How To Calculate Subnet Masks For Class C Networks

Subnetting a Class C network usually comes down to one question: how many subnets or hosts do you need, and what mask gives you that result without wasting addresses? If you can read a Subnet Mask, understand IP Addressing, and do a few Subnet Calculation steps by hand, you can plan smaller, cleaner IPv4 networks with confidence.

Default Class C Mask	255.255.255.0 as of June 2026
CIDR Equivalent	/24 as of June 2026
Usable Hosts	254 per subnet as of June 2026
Typical Class C Range	192.0.0.0 to 223.255.255.255 as of June 2026
Common Borrowed Masks	/25, /26, /27, /28 as of June 2026
Block Size Method	256 minus the subnetted octet as of June 2026
Primary Use Case	Small to medium LAN segmentation as of June 2026

Understanding Class C Networks And IP Basics

A Class C address is an IPv4 address in the traditional classful range from 192.0.0.0 to 223.255.255.255, although modern networks use CIDR instead of relying on classful rules alone. In a default Class C network, the first three octets identify the Network, and the last octet is available for Host addresses.

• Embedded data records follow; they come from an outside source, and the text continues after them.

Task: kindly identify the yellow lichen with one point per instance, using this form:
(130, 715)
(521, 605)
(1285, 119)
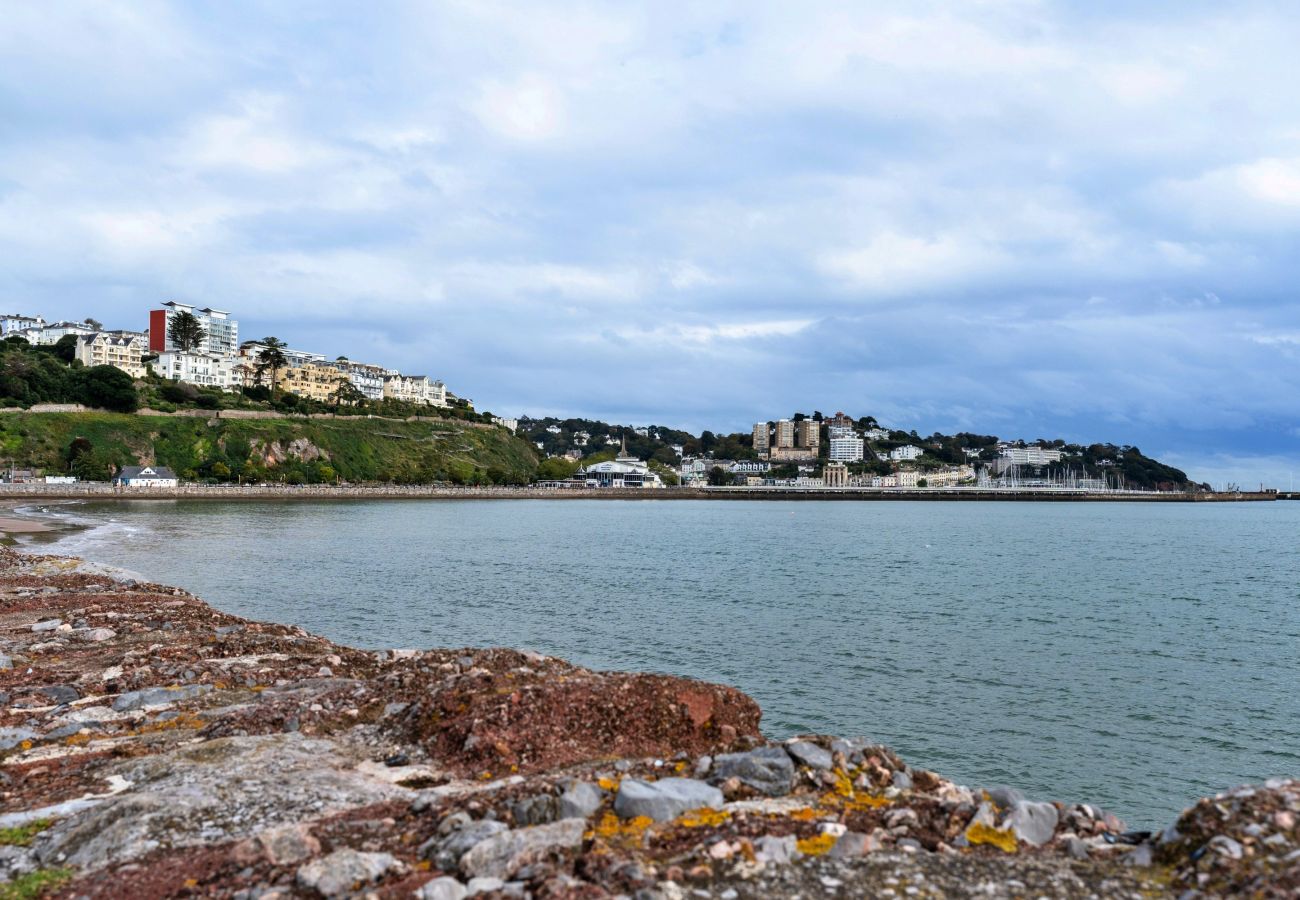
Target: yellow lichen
(815, 846)
(702, 818)
(1002, 839)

This is why Class C networks are common in small and medium-sized environments. A single /24 can support 254 usable hosts, which is enough for many office floors, lab networks, branch sites, printers, and user VLANs.

The key terms are simple:

• Network address identifies the subnet itself.
• Broadcast address reaches every host in that subnet.
• Usable host addresses sit between those two values.

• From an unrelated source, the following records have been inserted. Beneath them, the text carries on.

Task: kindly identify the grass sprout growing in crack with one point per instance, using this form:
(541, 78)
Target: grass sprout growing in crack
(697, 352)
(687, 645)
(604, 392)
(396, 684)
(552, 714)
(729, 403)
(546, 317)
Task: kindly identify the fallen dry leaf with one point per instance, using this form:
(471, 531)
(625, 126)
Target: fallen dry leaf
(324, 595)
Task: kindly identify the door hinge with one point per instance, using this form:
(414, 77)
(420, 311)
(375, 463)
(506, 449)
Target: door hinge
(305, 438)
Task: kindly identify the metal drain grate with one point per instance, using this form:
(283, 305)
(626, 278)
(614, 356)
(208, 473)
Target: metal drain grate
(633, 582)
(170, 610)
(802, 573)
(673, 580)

Binary is the foundation of subnetting because the subnet mask works at the bit level, not the decimal level. Each bit in the mask tells the device whether the corresponding bit in the IP address belongs to the network portion or the host portion.

Subnetting is not about memorizing decimal patterns. It is about understanding where the bits move when you borrow host space for more subnets.

That’s also why IP Addressing and subnetting show up together in troubleshooting. The CompTIA N10-009 Network+ Training Course emphasizes IPv6, DHCP, and switch failures, and subnet math still matters because many real networks remain dual-stack or IPv4-heavy. You cannot troubleshoot address scope problems if you cannot tell whether an address belongs in the right subnet.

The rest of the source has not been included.